Dakar böyle doğdu, dünyanın en büyük macerası

Anonim

Bugün Dakar herkesin bildiği şey bu: milyon dolarlık bir bütçeye sahip, dünya çapında milyonlarca insan tarafından takip edilen ve dünyanın önde gelen inşaatçıları tarafından tartışılan bir yarış. Ama her zaman böyle değildi.

Dakar'ın "macera için macera, meydan okuma için meydan okuma" ile eşanlamlı olduğu bir zaman vardı. . Nitekim, yaratılışındaki olaylar bu felsefenin bundan daha semptomatik olması mümkün değildir.

Dakar hikayesi 1977'de, Dakar'ın kurucusu Thierry Sabine'in (vurgulanan resimde) bir miting sırasında Sahra çölünün ortasında kaybolmasıyla başladı. Sadece o, motosikleti ve kocaman bir kum deniziydi. O zamandan beri, etkili bir yardım aracı yoktu - GPS, cep telefonları? Peki o zaman… — Thierry Sabine'e yardım etmek imkansızdı. Üç gün sonra, ilgili kuruluşlar aramayı sonlandırdı. Hayatta kalma olasılığı? Neredeyse sıfır.

“Paris-Dakar, gidenler için bir meydan okumadır. Kalanlar için bir rüya"

Hâlâ hayatta olmasına rağmen, çölde geçen birkaç günden sonra yorgunluk, susuzluk ve nefes darlığı Thierry Sabine'i ele geçirir. İronik olarak, Sabine tam hayatına son vermeye hazırlanırken bir uçak onu fark etti ve hayatını kurtardı.
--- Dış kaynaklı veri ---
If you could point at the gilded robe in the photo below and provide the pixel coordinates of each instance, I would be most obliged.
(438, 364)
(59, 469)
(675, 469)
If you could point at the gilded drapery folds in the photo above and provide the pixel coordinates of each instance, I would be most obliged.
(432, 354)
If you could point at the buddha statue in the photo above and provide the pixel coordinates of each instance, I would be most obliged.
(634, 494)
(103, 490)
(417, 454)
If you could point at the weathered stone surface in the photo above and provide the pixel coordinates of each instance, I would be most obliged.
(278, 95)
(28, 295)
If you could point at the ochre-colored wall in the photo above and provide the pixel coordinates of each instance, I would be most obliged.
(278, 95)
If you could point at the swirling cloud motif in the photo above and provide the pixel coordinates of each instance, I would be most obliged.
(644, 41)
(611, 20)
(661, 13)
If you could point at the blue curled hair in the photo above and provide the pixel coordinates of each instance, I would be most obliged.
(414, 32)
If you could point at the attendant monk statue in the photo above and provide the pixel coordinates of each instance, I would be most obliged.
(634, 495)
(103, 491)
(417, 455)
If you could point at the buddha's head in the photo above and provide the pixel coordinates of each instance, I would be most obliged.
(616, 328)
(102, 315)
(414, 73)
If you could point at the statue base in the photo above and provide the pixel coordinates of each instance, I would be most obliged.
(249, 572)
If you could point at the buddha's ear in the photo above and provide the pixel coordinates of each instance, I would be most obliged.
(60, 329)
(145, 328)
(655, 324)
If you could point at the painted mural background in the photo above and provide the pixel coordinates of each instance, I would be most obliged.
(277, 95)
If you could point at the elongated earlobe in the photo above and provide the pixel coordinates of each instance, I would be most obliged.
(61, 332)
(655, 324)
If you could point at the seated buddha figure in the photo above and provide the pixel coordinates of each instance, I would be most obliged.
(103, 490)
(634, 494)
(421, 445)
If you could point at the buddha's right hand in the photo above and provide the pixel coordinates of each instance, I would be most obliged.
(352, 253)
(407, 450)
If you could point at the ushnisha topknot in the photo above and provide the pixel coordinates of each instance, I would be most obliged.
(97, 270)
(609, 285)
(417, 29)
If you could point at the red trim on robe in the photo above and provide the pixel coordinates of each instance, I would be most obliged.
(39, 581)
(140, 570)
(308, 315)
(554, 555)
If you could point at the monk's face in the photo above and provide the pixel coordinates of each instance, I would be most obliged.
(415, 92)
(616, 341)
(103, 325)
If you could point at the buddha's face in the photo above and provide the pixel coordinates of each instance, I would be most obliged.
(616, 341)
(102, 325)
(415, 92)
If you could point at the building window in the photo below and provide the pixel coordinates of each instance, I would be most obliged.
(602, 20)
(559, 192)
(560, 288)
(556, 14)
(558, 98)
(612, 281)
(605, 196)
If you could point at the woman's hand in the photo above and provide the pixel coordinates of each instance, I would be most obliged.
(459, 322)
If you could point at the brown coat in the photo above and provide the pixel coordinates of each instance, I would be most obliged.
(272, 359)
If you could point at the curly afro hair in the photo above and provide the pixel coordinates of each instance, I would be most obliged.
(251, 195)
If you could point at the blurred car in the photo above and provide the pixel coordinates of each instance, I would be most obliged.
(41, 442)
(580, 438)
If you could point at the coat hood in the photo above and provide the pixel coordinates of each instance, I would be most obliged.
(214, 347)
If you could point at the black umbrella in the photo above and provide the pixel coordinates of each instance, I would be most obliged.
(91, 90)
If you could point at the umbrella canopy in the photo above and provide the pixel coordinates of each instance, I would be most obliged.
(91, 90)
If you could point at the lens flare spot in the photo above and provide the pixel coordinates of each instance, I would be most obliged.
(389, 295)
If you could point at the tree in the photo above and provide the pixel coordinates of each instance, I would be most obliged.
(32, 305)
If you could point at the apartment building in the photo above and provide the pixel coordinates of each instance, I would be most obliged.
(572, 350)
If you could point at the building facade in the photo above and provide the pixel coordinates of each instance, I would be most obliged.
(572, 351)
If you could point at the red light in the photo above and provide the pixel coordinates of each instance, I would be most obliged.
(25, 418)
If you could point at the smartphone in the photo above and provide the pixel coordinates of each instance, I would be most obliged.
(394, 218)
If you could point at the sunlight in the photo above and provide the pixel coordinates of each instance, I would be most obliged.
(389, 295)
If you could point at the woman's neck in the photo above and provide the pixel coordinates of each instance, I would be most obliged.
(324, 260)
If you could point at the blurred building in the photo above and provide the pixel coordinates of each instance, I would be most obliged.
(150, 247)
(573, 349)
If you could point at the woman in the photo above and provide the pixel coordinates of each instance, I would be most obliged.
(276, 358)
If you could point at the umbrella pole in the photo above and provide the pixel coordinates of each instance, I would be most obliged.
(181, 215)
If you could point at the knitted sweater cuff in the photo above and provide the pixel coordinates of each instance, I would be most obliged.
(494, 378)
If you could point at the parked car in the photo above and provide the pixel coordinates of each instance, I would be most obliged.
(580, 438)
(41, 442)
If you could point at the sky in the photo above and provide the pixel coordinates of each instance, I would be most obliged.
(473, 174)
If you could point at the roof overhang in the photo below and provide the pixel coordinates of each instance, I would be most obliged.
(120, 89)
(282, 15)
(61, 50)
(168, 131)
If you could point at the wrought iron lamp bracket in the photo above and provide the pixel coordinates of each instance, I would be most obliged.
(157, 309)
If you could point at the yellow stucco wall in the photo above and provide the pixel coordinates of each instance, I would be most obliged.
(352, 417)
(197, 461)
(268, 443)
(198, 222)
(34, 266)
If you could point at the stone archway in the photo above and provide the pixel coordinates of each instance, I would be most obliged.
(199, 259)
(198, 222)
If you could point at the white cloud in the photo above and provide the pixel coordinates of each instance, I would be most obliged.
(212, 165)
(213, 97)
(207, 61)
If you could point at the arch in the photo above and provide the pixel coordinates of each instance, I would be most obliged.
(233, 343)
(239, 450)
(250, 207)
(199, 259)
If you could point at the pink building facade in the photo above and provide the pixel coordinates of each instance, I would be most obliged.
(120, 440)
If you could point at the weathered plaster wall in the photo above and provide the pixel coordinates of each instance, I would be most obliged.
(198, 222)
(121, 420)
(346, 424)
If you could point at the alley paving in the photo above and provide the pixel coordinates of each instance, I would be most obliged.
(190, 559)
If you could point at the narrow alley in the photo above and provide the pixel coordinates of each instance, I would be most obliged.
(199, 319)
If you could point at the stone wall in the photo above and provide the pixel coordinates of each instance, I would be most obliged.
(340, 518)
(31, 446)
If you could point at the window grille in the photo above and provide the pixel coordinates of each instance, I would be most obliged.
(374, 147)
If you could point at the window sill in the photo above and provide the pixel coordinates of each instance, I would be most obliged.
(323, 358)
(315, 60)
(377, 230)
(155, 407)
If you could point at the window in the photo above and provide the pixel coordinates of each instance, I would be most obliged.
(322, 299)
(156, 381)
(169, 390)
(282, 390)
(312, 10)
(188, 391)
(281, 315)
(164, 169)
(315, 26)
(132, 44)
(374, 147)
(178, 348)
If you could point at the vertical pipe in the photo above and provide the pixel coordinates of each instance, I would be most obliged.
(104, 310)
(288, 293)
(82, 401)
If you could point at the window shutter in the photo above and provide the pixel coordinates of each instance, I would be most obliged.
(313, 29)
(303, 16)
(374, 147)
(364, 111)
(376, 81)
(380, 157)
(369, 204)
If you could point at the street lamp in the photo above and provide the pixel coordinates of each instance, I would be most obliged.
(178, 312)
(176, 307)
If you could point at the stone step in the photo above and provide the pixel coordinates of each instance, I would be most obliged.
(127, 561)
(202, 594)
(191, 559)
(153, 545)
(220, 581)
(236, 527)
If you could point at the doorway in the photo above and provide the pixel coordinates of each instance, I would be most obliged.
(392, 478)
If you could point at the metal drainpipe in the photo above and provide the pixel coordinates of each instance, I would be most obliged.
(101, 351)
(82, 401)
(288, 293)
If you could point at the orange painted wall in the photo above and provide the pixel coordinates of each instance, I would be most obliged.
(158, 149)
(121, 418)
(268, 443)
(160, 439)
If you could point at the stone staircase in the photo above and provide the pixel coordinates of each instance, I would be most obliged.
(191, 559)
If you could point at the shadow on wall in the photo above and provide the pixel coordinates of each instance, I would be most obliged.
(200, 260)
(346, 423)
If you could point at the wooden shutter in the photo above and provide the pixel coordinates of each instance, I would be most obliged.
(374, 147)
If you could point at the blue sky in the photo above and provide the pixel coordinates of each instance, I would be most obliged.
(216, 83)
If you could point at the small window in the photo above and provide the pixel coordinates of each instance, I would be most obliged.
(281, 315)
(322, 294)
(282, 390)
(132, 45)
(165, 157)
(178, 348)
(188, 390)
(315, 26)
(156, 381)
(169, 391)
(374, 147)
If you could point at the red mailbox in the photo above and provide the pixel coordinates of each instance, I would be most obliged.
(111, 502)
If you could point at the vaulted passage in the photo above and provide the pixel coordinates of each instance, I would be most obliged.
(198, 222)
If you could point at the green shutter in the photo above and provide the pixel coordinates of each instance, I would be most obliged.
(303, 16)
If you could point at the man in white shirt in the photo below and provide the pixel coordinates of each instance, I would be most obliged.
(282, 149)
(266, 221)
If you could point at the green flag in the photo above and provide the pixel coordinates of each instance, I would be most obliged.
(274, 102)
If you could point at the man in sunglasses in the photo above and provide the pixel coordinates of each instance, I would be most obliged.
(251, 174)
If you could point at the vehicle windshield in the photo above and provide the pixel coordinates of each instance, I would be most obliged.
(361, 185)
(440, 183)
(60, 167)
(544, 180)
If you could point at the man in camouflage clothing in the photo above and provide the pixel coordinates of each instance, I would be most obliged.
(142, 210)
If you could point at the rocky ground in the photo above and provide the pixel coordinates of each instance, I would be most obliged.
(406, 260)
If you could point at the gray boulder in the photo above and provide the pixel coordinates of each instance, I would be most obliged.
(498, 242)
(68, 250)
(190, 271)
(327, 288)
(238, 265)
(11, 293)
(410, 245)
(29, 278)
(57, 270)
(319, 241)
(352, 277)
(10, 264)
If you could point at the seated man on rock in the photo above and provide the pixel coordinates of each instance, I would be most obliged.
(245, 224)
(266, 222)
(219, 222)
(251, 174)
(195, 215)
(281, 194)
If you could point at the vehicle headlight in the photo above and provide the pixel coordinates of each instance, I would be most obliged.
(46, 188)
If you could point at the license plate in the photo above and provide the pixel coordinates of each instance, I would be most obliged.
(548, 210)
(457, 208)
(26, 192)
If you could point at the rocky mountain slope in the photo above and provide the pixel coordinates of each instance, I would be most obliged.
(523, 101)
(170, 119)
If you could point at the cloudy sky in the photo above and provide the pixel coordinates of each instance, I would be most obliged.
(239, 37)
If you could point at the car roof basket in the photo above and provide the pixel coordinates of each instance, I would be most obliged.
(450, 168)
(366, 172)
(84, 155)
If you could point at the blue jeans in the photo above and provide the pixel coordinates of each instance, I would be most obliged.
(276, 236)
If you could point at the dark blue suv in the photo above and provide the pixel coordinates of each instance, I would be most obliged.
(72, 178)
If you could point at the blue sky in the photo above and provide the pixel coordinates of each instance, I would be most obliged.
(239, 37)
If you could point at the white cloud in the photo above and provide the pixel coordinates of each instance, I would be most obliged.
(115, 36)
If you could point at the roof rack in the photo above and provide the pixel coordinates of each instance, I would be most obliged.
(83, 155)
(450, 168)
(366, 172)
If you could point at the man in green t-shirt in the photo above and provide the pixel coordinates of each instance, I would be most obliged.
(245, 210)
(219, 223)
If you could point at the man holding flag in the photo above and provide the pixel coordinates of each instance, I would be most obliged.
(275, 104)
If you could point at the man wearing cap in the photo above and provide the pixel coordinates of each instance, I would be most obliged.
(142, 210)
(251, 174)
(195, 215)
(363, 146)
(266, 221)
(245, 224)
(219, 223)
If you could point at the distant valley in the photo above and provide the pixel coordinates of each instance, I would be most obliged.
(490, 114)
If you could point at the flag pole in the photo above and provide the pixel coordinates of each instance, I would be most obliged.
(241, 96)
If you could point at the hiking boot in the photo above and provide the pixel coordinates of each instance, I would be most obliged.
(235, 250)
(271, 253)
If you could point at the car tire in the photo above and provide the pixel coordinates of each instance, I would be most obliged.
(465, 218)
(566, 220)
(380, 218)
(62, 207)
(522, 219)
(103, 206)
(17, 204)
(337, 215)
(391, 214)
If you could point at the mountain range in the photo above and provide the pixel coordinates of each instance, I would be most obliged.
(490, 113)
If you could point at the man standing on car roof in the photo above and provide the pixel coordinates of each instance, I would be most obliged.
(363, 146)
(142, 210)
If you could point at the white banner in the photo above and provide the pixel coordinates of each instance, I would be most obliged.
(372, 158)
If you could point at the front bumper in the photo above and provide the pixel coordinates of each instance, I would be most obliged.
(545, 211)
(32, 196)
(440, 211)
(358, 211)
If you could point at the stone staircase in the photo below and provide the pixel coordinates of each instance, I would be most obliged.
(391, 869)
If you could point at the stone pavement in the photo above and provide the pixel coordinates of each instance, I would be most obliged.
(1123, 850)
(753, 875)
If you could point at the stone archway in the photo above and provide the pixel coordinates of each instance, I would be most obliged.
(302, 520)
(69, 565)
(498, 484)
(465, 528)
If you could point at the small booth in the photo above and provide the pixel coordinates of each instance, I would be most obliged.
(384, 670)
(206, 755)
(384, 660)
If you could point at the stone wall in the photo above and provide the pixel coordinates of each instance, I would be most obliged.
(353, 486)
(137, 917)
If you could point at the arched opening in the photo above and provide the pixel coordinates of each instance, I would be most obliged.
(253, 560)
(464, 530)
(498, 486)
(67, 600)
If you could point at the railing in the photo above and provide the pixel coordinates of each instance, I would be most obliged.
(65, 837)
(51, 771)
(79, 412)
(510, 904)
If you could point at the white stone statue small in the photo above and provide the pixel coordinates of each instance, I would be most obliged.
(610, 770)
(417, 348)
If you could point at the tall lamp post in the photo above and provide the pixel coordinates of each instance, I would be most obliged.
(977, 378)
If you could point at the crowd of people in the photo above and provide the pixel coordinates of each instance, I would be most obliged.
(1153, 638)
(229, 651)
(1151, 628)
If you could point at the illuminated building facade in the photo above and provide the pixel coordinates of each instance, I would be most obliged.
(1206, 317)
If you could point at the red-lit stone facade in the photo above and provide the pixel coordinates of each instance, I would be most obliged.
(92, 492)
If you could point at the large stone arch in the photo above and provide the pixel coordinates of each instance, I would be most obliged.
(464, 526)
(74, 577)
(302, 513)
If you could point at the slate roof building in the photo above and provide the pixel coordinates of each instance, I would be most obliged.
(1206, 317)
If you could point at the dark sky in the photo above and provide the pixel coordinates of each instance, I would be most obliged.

Bu talihsizliğe rağmen - en sıradan ölümlüler için bir daha asla bir çöle ayak basmak istemeyecek kadar - Fransız, çöle ve onun zorluklarına aşık oldu. Ömür boyu kalan bir tutku. Bu “ölüme yakın” deneyimden kurtulan Thierry Sabine, dünyada Avrupa'dan çölü geçmek isteyen daha fazla insan olması gerektiğine inanıyordu: (1) insan vücudunun ve makinelerin sınırlarını keşfetmek; ve (2) hız, navigasyon, el becerisi, cesaret ve kararlılığı birleştiren bir yarışın duygularını hissedin.

Haklıydı. Oradaydı.

1979 Paris-Dakar afişi
İlk Paris-Dakar Rallisi için Duyuru

bu 26 Aralık 1978 , 182 katılımcı ile ilk Paris-Dakar heyetini başlattı. Başlangıç noktası özenle seçilmişti: insan cüretinin simgesi olan Eyfel Kulesi. 182 katılımcıdan sadece 69'u Dakar'a geldi.

O zamandan beri Dakar, çölün kapılarını tüm dünyaya açtı ve en maceracı ruhları besleyerek insanın sınırlarını sürekli zorladı. “Paris-Dakar, gidenler için bir meydan okumadır. Kalanlar için bir rüya" dedi bir gün Thierry Sabine.

Dakar'ın artık Afrika'da (belirli bölgelerdeki siyasi istikrarsızlık nedeniyle) yer almamasına ve artık başka zamanların romantizmine kapılmamasına rağmen, milyonlarca insana ilham vermeye devam eden bir olay. Yarışta zafere ulaşmak için her türlü imkanla yarışan bir avuç resmi pilot dışında, yüzlerce özel pilot için macera 38 yıl öncekiyle aynı kalıyor: sonuna ulaşmak.